Installed Steam on a new computer. Signed in. It sent a passcode to my GMail. I signed into GMail. It wanted me to 2FA because I hadn’t signed into Google on that device. It sent a notification to my phone, which I never received. I had it resend the notification twice, still nothing. Tried again with my phone’s offline passcodes. Neither worked. Tried the QR code/Bluetooth connection, and that finally did it.
At least I got through in the end, but fuck, it’s annoying.
I guess our tech overlords have determined that “Passkeys” are going to be the replacement and fix for this kind of multi-factor authentication hell. Should be nice once everything actually adopts and implements it well. Still need like an email-based password reset or something like that.

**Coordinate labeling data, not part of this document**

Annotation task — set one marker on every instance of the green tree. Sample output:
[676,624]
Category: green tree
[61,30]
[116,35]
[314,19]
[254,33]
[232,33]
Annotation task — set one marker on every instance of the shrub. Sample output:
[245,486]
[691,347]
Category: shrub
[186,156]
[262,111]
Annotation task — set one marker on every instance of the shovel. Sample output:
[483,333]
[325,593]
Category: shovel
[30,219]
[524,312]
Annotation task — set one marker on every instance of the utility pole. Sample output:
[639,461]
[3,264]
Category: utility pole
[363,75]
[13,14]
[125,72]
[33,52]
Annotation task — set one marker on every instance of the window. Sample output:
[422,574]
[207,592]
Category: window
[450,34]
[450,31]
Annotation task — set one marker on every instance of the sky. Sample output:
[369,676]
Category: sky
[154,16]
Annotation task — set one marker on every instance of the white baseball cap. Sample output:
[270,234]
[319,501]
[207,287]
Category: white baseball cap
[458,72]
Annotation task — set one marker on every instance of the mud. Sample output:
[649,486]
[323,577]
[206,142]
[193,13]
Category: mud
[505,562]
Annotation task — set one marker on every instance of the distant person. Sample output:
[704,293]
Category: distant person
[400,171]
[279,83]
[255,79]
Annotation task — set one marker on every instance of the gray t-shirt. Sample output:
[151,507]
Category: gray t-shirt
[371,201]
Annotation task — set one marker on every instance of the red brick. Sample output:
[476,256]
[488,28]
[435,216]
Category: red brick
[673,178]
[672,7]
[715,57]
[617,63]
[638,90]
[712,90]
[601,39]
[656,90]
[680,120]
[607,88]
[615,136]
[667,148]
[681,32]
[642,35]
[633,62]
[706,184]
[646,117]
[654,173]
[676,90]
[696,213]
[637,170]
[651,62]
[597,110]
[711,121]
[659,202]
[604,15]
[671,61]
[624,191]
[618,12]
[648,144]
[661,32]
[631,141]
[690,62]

I really like GRC’s Secure Quick Reliable Login (SQRL). It’s basically just the open version of the prompt on your phone. Authentication requests are made for a specific domain and sent back to that domain only, so no phishing. So much more phishing resistance than has been typical, similar to passkeys. It’s as seamless as scanning any QR code with a phone, or it integrates with a browser or local password manager/daemon. The prompts on the phone show you the unobfuscated domain name of what generated the QR code/auth request and if it’s never been used before like a phishing site, it’ll only offer user registration (usually with one-click).
The backups of your credentials are just QR codes and can be printed on standard printer paper.
It is used internally at a midsize organization for their internal systems authentication. Way less hassle than the Microsoft authenticator, no added hardware like a passkey.
Passkeys aren’t added hardware. They’re just private keys.